Der Kirchenrat Adligenswil ruft ausserdem alle Kirchgemeinden in der Schweiz auf, seinem Beispiel zu folgen – und rechnet vor, dass dem Bistum Basel 3,8 Millionen Franken entzogen werden könnten, würden die Landeskirchen aller zehn Bistumskantone mitmachen. «Der Bischof könnte dadurch seine Aufgaben nicht mehr wahrnehmen.» Im Kanton Luzern liefert die Landeskirche gemäss Medienmitteilung ein Prozent der Einnahmen aus den Kirchensteuern an das Bistum Basel ab.

Kirchenratspräsidentin: «Wir meinen es ernst»
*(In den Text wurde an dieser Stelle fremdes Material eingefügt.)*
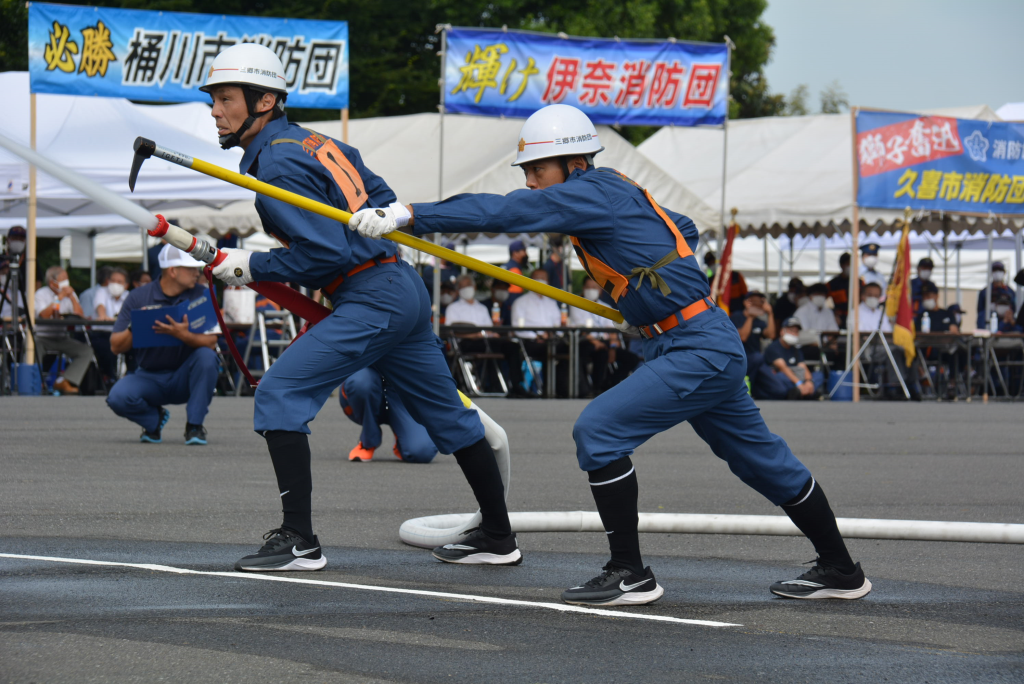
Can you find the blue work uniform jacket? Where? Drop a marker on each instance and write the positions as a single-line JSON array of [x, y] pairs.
[[612, 219], [318, 249]]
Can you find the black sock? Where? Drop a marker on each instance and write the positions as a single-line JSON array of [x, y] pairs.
[[480, 468], [810, 512], [290, 453], [615, 493]]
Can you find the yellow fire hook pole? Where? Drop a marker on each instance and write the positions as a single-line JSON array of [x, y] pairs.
[[400, 238]]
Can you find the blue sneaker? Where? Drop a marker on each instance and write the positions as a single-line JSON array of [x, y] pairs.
[[195, 434], [154, 437]]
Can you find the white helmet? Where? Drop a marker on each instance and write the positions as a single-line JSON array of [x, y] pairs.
[[557, 130], [247, 63]]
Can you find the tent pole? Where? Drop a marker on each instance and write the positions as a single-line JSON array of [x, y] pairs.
[[853, 325], [30, 259]]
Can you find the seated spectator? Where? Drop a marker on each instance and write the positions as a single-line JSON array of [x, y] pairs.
[[108, 304], [602, 351], [939, 319], [784, 375], [367, 401], [754, 323], [180, 374], [795, 298], [55, 301], [139, 278], [87, 298], [531, 309]]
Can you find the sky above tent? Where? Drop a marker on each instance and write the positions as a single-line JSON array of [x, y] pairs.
[[911, 54]]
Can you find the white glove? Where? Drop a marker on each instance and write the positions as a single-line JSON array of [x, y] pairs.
[[235, 268], [375, 223], [626, 328]]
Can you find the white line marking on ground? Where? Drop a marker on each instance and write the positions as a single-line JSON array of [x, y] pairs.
[[387, 590]]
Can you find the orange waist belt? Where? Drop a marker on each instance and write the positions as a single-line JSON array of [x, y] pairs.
[[329, 290], [668, 324]]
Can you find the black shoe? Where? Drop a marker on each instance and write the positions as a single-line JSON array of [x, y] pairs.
[[478, 549], [285, 550], [153, 436], [616, 586], [823, 582], [195, 434]]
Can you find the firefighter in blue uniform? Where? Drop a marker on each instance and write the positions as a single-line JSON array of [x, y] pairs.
[[381, 315], [368, 400], [642, 256]]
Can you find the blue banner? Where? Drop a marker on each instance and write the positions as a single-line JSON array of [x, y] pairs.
[[165, 56], [514, 74], [939, 163]]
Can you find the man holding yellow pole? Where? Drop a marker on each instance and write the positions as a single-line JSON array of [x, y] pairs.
[[642, 256], [381, 315]]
Kirchenratspräsidentin Monika Koller Schinca: «Was wir in den letzten Tagen über unsere Kirche zu hören bekamen, ist beschämend und bedrückend. Wir sind betroffen und fühlen solidarisch mit allen Betroffenen. Nun gilt schonungslose Aufklärung und konsequentes Durchgreifen. Wir meinen es ernst.»

Weiter erwartet der Kirchenrat Adligenswil von der Schweizer Bischofskonferenz, dass sie sich unmissverständlich und dezidiert für die Abschaffung des Pflichtzölibats und für die Gleichberechtigung der Frauen in der Kirche einsetzt.

Schliesslich zeigt der Kirchenrat Adligenswil, der rund 2700 Katholikinnen und Katholiken vertritt, Verständnis für jeden Kirchenaustritt. Wichtiger ist aus seiner Sicht aber ein «Zeichen setzender Aufbruch, ein Aufstand der Basis. Denn es muss aufgepasst werden, dass durch Austritte nicht finanzielle Mittel fehlen und die Falschen darunter leiden – wie zum Beispiel die Jugend, Familien, ältere Menschen und Vereine.»